Это и есть ответ на вопрос, зачем нужны ТПС — тексты продуктивной семантики. Разные читатели, разные характеры и жизненные ситуации — для самопознания им нужна не однозначная неподвижная картина, а картина, которая обладает некоторыми свойствами зеркала! На нее накладывается наше собственное отражение.
Два человека, глядя на ночное небо, могут разглядывать одно и то же созвездие, но один увидит в нем плуг, а другой — ковш. «3везды» в литературном тексте фиксированы; меняются соединяющие их мысленные линии.
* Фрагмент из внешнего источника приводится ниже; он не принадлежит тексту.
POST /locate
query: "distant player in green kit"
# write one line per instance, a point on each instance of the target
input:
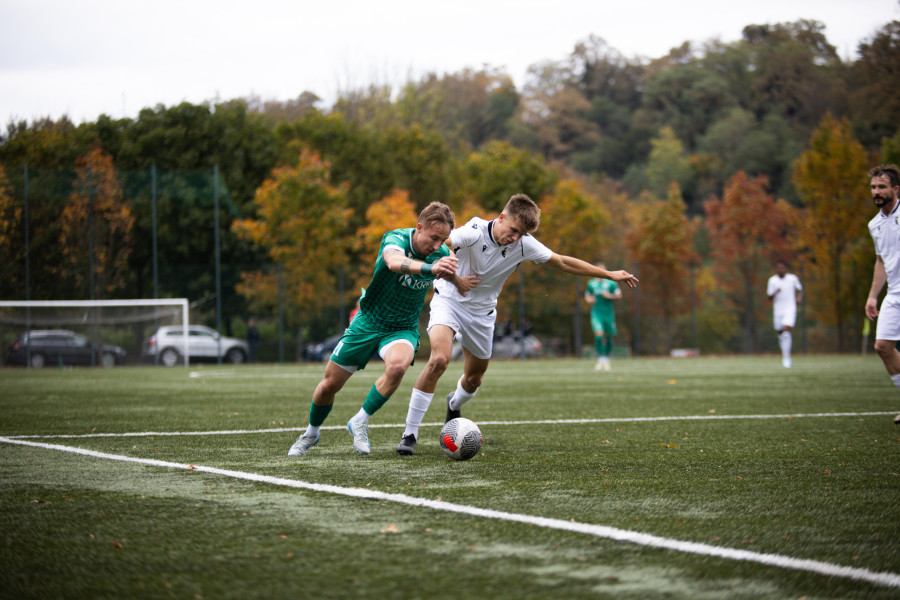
(601, 293)
(409, 260)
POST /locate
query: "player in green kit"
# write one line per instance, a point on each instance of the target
(409, 260)
(601, 293)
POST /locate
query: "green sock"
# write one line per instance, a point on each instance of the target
(317, 414)
(374, 401)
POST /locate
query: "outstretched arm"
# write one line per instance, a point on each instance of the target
(576, 266)
(398, 262)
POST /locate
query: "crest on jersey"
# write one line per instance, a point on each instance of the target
(410, 282)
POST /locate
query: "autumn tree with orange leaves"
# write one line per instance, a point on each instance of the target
(391, 212)
(748, 231)
(301, 223)
(96, 208)
(572, 223)
(831, 181)
(662, 243)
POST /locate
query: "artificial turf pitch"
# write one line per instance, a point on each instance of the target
(759, 481)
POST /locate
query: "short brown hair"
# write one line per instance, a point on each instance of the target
(525, 210)
(437, 212)
(889, 171)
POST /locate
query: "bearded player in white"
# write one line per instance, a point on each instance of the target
(488, 253)
(785, 292)
(884, 182)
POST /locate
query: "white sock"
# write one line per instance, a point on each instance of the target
(460, 396)
(362, 416)
(419, 402)
(896, 380)
(784, 340)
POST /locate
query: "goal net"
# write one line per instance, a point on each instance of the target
(85, 332)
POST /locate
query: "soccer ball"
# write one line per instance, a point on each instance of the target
(460, 438)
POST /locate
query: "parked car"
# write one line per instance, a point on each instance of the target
(51, 347)
(204, 344)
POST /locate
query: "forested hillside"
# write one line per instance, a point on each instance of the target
(697, 170)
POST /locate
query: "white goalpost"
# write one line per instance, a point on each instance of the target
(124, 324)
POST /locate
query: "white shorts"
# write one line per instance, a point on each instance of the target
(476, 332)
(785, 318)
(888, 324)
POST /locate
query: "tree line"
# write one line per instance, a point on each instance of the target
(698, 169)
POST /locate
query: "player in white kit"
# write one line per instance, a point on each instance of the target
(785, 292)
(885, 230)
(488, 253)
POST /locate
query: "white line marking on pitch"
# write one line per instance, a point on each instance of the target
(602, 531)
(390, 425)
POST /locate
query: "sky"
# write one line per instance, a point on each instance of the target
(84, 58)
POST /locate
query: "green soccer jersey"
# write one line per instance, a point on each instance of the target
(393, 301)
(603, 307)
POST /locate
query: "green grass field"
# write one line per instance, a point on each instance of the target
(664, 478)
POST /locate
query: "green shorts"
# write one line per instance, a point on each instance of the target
(361, 342)
(607, 326)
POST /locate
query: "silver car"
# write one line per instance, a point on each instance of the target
(203, 344)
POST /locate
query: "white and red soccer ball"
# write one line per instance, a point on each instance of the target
(460, 438)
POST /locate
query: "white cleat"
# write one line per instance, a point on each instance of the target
(302, 445)
(360, 433)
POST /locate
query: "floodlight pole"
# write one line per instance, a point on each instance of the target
(218, 269)
(154, 250)
(27, 278)
(91, 255)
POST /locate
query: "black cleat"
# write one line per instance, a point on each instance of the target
(407, 446)
(451, 414)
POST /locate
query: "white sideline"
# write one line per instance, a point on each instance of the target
(603, 531)
(389, 425)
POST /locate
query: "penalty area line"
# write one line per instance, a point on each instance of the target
(400, 425)
(601, 531)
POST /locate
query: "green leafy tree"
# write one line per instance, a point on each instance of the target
(12, 240)
(572, 223)
(499, 170)
(391, 212)
(796, 69)
(301, 223)
(875, 79)
(668, 163)
(96, 208)
(469, 107)
(830, 178)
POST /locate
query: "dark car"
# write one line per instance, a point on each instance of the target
(43, 347)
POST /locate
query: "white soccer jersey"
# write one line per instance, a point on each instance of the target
(480, 255)
(786, 299)
(885, 232)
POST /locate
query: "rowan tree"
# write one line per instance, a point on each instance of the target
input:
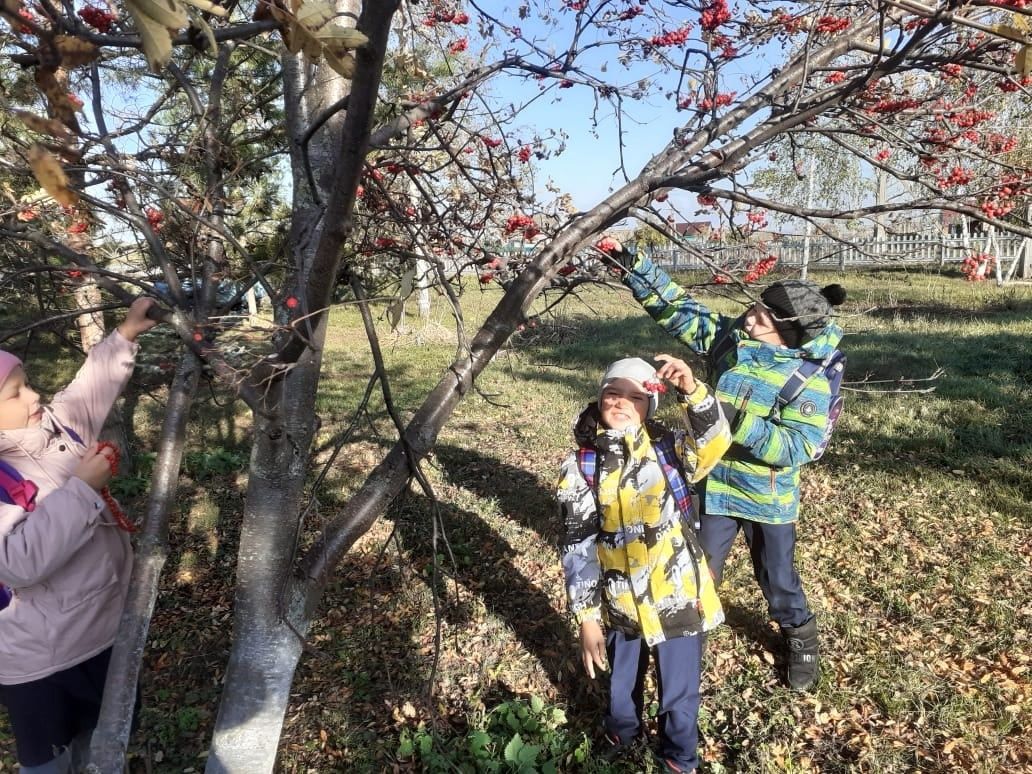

В.Изер. Процесс чтения: феноменологический подход
Не случайно Лев Толстой всегда отказывался отвечать на вопрос, какую идею он хотел провести в романе «Анна Каренина», — хотя многократно и очень недвусмысленно выражал свои взгляды на семью, брак и пр. в качестве публициста:
Если бы я хотел сказать словами все то, что имел в виду выразить романом, то я должен бы был написать роман тот самый, который я написал, сначала. Каждая мысль, выраженная словами особо, странно понижается, когда берется одна из того сцепления, в котором она находится. Само же сцепление составлено не мыслью, а чем-то другим, и выразить основу этого сцепления непосредственно словами никак нельзя…
Письмо Н.Н.Страхову
Поэтому так тупо звучит школьный вопрос: «Что хотел сказать этим произведением автор?» Понятно, конечно, что имеется в виду авторская позиция, идея и т. п. Но смысл ТПС к этому не сводится. Они обычно дают простор для вариантов интерпретации. Различие между ними может быть как незначительным, так и заметным. И будут они не «истинными / ложными» (как ТТС), а ОСМЫСЛЕННЫМИ / БЕССМЫСЛЕННЫМИ.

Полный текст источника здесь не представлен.